Samson G Track Pro – $130

This microphone sounds leaps and bounds above the rest, but it’s big and needs to be a consistent distance away from your face so you can’t really move around while you are speaking, or it’s really distracting to the other person. The audio quality is fantastic, and makes you sound really clear. I recorded my YouTube video with this microphone.

Jabra Evolve 65 – $160

These sound clear, consistent and generally really good (especially the noise cancelling). The sound is a bit less ‘natural’ to me but all in all I was very impressed. These are my main pair of headphones for Zoom calls, and I’ve used them for around a year. The bluetooth pairing can be really annoying at the start of calls but a recent firmware update has made this much better.

I paid $160 for these last summer (June 2019), but they look to have gone up in price, possibly due a surge in demand as folks transition to working from home.

AirPod Pros – $230

These were surprisingly good despite not being that close to my mouth, but no where close to as good as the Jabras. The noise cancellation is adequate, and not a bad option on the go. They are a massive upgrade in sound quality from the first generation AirPods.

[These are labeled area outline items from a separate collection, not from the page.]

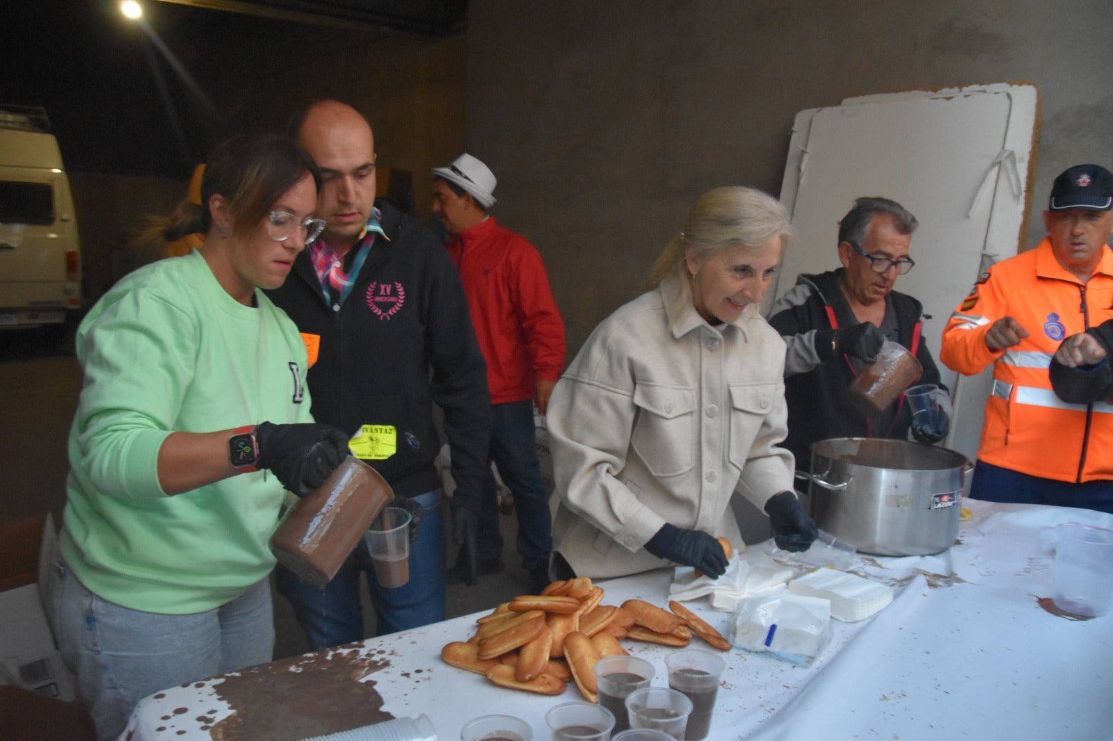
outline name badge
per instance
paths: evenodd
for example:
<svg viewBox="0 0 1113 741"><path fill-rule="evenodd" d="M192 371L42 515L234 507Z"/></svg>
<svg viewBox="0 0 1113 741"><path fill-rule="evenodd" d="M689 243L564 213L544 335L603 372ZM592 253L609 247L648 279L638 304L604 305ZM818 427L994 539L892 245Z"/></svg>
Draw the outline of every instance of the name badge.
<svg viewBox="0 0 1113 741"><path fill-rule="evenodd" d="M348 447L363 461L384 461L397 451L398 432L393 425L364 425Z"/></svg>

MacBook Pro 13 inch – $1700 (base model)

This does not sound great. It’s echo-ey and boomy and picks up a lot of background noise (although I was in a quiet place). I’d only use this if absolutely necessary.

Bose QC 35 II  – $350

Bluetooth Mic

This sounds pretty bad, and I would not recommend it. The audio is ‘grainy’ and it’s distractingly bad to hear. Please don’t use them.

Wired Mic

The wired microphone is a big upgrade to the bluetooth mic, and would rank above the Airpod Pros.

Apple AirPods First Generation – $130

These also sounded pretty bad, and I had no idea! I have been using them for calls for two years and am pretty sad about it now. I’m happy I’ve replaced them with the AirPod Pros (only last week, due to battery issues).

Beats Studio 3 – $220

In my opinion, this is the worst sounding headset. The audio is echoey, grainy, and overall absolutely terrible. Throw them to the curb or only ever use them for listening (which I don’t love either as they hurt my, large, ears).


When listening to the results, I was quite surprised at how much the audio quality can vary. The more expensive Bose and Beats headsets have really good sounding headphones, but really really bad microphones despite their high costs. I much prefer the Bose QC 35 to the Beats Studio3 for listening, for what it’s worth.

I think it’s worth investing in better audio, and with a wired USB headset with a boom mic it can be relatively affordable. You’ll get your message across more clearly and your friends and colleagues will enjoy your interactions more, without even realizing it.